Interview
Issue 117: December 2016 / January 2017
Tu Weiming
Tu Weiming is a philosophy professor at Harvard University and Chair of the Institute for Advanced Humanistic Studies at Peking University. He is an ethicist and is one of the leading lights of New Confucianism. David Volodzko asked him about the relevance of Confucius today.
In her 1982 book Child Abuse and Neglect: Cross-Cultural Perspectives, the anthropologist Jill Korbin wrote that in classical China “children, according to the ethic of ‘filial piety,’ were considered the sole property of their parents. As such, they could be dealt with in whatever manner their parents chose, with little or no interference from outsiders. Severe beatings, infanticide, child slavery, the selling of young girls as prostitutes, child betrothal, and foot-binding were not uncommon.” Is it true that Confucian ideas of filial piety say children are the property of their parents? Doesn’t the Classic of Filial Piety teach that the basis of filial piety is love?

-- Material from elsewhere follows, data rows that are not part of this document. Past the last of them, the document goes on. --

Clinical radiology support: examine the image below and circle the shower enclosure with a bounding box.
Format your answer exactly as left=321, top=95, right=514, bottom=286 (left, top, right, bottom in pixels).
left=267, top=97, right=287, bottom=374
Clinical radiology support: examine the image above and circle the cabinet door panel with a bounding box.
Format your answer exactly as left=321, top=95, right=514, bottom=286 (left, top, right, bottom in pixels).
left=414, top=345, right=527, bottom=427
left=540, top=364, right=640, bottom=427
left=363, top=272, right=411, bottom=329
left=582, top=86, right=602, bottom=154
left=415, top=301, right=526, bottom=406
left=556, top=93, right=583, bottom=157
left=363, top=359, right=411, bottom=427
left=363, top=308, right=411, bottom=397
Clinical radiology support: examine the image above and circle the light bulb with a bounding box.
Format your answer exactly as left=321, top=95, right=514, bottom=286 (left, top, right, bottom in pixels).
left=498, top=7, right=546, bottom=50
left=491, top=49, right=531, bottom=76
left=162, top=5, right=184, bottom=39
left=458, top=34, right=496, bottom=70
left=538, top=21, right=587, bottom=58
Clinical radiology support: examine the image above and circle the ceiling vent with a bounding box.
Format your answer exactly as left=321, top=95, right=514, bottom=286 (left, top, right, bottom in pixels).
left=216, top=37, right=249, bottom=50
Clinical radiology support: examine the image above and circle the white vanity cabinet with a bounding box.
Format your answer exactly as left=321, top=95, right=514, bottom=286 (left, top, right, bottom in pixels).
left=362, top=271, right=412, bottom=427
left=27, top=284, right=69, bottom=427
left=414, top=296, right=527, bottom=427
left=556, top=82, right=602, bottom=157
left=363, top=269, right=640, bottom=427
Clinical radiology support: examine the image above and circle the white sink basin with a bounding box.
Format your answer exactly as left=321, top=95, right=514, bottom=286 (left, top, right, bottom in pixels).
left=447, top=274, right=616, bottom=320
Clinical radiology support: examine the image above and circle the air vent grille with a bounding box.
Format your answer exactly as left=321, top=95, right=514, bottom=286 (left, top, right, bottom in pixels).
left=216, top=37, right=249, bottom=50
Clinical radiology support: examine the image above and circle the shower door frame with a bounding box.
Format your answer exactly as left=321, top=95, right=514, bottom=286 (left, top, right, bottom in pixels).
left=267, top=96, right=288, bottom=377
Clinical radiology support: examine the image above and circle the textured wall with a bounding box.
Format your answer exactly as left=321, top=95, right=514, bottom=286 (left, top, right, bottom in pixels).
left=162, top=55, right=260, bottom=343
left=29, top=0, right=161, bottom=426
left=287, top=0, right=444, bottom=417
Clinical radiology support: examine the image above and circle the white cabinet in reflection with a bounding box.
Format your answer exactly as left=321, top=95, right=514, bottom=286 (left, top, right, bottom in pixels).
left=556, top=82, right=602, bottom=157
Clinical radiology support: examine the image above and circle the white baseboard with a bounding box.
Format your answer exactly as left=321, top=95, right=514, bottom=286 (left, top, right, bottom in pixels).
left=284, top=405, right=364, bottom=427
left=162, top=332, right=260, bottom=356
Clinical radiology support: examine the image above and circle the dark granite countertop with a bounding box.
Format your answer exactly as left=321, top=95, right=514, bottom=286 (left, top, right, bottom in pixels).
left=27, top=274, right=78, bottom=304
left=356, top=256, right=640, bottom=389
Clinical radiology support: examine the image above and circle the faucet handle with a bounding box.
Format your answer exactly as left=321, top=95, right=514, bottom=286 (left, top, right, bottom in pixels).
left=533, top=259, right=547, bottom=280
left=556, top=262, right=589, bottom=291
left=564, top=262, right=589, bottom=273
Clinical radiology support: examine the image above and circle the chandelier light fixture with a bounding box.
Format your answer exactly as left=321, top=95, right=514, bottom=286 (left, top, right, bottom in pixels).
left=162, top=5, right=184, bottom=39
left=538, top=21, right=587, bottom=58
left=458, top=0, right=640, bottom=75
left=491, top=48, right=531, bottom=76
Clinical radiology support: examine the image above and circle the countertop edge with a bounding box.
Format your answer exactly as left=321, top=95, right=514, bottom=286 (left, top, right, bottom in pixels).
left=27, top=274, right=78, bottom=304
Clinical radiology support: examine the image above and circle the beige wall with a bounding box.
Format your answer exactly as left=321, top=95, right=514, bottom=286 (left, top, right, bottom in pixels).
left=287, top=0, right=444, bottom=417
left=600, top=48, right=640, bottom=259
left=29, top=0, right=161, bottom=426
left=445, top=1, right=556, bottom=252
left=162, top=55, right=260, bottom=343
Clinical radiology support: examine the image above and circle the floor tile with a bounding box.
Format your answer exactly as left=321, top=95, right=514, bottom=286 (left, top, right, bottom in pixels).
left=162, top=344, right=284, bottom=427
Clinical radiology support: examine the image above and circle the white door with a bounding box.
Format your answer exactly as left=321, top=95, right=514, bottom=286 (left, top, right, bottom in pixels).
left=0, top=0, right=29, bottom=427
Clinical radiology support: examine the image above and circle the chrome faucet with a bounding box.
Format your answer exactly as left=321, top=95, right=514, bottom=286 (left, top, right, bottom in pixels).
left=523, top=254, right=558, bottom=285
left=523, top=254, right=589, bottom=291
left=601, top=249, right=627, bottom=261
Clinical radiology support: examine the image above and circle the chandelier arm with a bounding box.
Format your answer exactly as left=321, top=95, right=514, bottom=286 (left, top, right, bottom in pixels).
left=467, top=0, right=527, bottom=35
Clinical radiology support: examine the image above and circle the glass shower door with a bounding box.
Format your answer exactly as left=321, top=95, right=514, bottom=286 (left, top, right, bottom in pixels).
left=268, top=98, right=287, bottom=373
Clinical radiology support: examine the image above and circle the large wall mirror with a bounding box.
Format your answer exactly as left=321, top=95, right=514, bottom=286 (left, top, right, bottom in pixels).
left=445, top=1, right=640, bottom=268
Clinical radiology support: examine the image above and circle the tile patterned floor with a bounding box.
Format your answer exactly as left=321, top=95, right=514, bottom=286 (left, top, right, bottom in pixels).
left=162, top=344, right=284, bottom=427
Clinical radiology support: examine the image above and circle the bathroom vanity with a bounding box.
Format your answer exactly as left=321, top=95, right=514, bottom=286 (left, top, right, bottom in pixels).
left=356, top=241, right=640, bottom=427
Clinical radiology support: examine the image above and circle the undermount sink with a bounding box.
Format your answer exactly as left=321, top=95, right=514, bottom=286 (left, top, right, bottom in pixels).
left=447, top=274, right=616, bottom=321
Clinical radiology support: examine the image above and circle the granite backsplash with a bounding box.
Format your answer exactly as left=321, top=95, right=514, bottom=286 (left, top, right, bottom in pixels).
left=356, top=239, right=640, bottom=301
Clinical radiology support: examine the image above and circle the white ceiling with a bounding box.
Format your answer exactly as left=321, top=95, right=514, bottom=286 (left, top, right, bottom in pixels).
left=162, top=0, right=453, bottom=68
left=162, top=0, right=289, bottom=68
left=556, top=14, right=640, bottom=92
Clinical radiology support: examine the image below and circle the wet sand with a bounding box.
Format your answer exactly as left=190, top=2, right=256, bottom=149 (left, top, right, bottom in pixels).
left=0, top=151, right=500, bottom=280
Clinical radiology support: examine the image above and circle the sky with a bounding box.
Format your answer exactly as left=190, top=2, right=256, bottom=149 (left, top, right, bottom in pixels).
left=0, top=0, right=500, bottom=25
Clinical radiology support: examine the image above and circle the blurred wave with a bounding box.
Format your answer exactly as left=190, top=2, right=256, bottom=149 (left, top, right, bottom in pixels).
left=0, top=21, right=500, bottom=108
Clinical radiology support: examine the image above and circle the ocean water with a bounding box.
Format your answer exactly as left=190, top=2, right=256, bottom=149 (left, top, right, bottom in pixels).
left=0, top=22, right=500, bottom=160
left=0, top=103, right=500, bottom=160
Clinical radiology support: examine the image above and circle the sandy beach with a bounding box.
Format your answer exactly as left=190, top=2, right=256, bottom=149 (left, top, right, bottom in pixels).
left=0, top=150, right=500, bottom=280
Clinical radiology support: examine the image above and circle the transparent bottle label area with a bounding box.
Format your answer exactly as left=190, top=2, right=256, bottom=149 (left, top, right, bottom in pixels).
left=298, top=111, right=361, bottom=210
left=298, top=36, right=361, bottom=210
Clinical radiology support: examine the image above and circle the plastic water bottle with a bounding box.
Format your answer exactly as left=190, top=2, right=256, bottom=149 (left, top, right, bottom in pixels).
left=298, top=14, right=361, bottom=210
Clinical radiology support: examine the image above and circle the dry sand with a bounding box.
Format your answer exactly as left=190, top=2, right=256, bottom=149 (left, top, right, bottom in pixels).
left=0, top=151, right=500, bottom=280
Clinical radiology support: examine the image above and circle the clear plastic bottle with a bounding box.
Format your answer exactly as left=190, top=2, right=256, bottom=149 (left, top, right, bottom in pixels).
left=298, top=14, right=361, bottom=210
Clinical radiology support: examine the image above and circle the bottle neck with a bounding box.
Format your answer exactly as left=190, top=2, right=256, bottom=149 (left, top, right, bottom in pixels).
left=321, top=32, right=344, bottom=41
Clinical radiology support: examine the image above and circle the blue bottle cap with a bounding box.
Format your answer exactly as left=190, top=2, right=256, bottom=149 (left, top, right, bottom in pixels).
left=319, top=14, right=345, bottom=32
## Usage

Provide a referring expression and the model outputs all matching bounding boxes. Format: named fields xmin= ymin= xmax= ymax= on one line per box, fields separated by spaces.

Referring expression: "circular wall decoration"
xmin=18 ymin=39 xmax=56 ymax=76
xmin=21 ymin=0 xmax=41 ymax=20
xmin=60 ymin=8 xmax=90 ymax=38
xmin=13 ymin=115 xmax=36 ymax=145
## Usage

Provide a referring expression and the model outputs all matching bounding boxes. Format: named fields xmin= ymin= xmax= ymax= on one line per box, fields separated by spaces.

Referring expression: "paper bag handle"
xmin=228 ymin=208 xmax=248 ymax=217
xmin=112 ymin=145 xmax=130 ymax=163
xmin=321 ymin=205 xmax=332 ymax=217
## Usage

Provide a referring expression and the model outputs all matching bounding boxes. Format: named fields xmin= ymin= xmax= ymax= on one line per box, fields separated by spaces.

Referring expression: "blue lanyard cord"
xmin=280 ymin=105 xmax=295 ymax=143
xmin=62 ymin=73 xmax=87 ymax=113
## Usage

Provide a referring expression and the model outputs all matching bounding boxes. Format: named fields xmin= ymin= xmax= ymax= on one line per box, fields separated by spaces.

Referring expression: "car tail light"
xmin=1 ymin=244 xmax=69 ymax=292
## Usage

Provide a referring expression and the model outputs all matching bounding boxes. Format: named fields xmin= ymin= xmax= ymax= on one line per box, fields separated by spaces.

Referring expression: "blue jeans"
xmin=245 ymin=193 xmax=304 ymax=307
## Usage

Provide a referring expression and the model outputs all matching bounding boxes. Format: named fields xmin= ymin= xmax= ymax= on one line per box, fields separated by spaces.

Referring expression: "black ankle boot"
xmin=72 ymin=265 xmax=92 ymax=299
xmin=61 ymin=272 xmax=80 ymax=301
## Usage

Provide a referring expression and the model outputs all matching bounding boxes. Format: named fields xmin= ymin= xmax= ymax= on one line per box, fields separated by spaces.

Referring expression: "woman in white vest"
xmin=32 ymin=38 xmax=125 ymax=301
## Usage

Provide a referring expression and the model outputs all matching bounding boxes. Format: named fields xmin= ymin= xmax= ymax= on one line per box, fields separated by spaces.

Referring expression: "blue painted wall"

Korbin’s view is distorted, and I would say erroneous, for a number of reasons. In the Classic of Filial Piety, Confucius makes filial piety the root of all virtue, starting with the piety of the Emperor towards his parents and the good consequences of that for all his decisions. A disciple asks the Master (Confucius) whether simple obedience to a father can be called filial piety. Confucius reacts strongly (“What words are these?”) and replies that the Emperor who had ministers willing to argue with him would not lose his state and “the father who had a son that would remonstrate with him would not sink into the gulf of unrighteous deeds. Therefore when a case of unrighteous conduct is concerned, a son must by no means keep from remonstrating with his father, nor a minister from remonstrating with his ruler.” So the son’s responsibility is to help the father to become more fatherly. The father disciplines the son, of course, but the son is obligated to see to it that the father acts according to the fatherly principle.